E’ dirimente in proposito il rilievo che le espressioni utilizzate nei primi due commi della norma contrattuale in esame esplicitamente rimandano, nel fare riferimento a periodi temporali ininterrotti, alla sola ipotesi della malattia unica e continuativa (in tali sensi V. Cass. 20 agosto 1996 n. 7660 cit.).

Diversamente si finirebbe con l’attribuire al testo contrattuale una portata diversa da quella fatta palese dal significato proprio delle parole secondo la connessione delle stesse.

Pertanto, stante l’inequivocabilità della lettera del precetto contrattuale, non è consentito andare oltre la mera ricognizione del significato testuale della previsione. in conseguenza devesi affermare che l’art. 92, comma 3 del CCNL per i dipendenti delle aziende di credito stipulato in Roma il 23 novembre 1990 disciplina la sola ipotesi di malattia unica e continuativa.

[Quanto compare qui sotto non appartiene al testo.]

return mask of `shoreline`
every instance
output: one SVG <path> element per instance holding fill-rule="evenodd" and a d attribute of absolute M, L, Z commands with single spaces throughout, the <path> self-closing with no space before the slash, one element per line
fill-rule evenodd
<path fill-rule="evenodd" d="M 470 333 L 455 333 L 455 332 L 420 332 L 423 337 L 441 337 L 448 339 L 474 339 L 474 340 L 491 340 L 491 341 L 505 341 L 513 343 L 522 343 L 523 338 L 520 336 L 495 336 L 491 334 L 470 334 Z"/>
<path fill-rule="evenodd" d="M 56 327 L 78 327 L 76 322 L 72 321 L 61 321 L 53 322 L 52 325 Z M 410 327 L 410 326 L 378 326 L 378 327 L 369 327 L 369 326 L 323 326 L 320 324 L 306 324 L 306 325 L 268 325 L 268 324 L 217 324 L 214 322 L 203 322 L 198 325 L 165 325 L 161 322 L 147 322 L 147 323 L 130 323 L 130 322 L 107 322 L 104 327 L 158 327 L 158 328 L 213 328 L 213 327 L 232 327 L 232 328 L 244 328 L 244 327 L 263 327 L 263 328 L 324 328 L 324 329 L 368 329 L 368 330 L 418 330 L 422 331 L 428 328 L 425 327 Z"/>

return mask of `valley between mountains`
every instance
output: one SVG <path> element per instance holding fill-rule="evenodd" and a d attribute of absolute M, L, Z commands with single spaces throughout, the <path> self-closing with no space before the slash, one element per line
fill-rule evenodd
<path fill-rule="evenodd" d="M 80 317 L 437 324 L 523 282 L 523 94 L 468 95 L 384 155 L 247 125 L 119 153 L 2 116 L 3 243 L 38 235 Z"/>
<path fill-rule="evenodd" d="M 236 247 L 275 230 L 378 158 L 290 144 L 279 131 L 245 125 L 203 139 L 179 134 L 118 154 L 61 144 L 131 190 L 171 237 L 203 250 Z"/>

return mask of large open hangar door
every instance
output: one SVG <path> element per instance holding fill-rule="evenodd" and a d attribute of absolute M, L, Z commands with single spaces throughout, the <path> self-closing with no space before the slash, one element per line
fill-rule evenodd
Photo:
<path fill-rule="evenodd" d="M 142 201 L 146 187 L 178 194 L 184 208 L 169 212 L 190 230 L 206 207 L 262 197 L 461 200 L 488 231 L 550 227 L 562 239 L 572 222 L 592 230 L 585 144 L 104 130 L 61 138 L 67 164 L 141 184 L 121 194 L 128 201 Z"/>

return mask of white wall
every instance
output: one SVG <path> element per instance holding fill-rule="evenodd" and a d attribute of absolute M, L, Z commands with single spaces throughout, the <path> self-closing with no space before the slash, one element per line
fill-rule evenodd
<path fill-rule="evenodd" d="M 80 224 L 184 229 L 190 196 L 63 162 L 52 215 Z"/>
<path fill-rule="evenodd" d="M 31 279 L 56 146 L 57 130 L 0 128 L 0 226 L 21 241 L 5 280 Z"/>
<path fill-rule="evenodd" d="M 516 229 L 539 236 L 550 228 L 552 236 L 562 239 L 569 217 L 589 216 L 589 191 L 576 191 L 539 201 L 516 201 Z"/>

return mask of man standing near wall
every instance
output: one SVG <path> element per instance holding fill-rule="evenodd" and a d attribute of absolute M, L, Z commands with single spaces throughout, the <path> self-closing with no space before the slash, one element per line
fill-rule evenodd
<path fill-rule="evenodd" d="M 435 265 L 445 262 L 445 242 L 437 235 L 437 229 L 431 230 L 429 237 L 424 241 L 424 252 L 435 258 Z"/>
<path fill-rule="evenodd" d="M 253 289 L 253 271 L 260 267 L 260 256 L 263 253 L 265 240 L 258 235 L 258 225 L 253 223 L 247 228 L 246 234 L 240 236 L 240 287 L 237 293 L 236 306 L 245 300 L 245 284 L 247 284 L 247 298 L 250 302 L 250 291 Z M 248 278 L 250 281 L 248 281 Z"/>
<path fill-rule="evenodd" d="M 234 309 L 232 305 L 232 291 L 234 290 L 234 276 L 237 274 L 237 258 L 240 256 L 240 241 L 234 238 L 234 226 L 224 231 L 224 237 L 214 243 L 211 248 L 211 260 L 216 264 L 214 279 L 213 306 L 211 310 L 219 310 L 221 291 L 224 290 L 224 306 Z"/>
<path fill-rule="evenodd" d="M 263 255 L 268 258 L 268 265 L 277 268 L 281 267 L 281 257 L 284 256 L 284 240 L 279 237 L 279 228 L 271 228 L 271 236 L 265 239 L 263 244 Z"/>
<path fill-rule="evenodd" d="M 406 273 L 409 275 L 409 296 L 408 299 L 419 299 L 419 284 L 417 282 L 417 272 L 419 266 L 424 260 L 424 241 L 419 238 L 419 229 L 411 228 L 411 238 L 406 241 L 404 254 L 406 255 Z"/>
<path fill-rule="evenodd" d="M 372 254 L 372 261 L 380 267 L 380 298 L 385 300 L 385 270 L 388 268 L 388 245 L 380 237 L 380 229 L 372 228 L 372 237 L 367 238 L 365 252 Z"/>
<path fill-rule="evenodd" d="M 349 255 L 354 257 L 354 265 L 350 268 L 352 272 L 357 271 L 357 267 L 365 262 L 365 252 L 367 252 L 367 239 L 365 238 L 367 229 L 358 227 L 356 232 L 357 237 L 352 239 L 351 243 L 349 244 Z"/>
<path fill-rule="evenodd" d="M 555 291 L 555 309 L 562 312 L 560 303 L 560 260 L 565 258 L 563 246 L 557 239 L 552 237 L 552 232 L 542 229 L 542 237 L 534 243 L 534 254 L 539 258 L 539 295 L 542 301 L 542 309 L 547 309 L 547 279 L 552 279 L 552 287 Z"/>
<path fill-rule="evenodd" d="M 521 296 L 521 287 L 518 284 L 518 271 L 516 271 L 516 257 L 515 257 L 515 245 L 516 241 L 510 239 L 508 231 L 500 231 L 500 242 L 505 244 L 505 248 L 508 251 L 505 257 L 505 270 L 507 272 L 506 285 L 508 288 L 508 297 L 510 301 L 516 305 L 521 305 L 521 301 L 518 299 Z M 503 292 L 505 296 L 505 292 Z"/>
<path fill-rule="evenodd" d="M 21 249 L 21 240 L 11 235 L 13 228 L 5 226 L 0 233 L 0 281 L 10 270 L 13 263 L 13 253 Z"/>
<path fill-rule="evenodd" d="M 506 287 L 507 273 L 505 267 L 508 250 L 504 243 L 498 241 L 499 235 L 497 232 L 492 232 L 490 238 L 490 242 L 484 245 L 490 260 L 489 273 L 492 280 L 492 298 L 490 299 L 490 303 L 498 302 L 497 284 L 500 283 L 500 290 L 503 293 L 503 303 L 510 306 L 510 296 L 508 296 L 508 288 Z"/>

La sentenza, nella quale la Corte di Appello sì è attenuta a tale interpretazione, è, quindi, corretta. infatti la sentenza impugnata basandosi, in assenza di una disciplina regolante il comporto per sommatoria, al criterio equitativo volto a richiamare come limite interno lo stesso del comporto secco -nel caso in esame – otto mesi e quello esterno dell’ultimo triennio a decorrere dal licenziamento – si sottrae ad ogni censura per essere esaurientemente motivata e corretta sul versante giuridico.

Il ricorso va respinto e le spese del giudizio di legittimità seguono la soccombenza.
P.Q.M.

La Corte rigetta il ricorso e condanna il ricorrente al pagamento delle spese del giudizio di legittimità liquidate in Euro 42,00 per esborsi, oltre Euro 2.500,00 per onorario, spese generali, I.V.A..

Testo non ufficiale. La sola stampa del bollettino ufficiale ha carattere legale.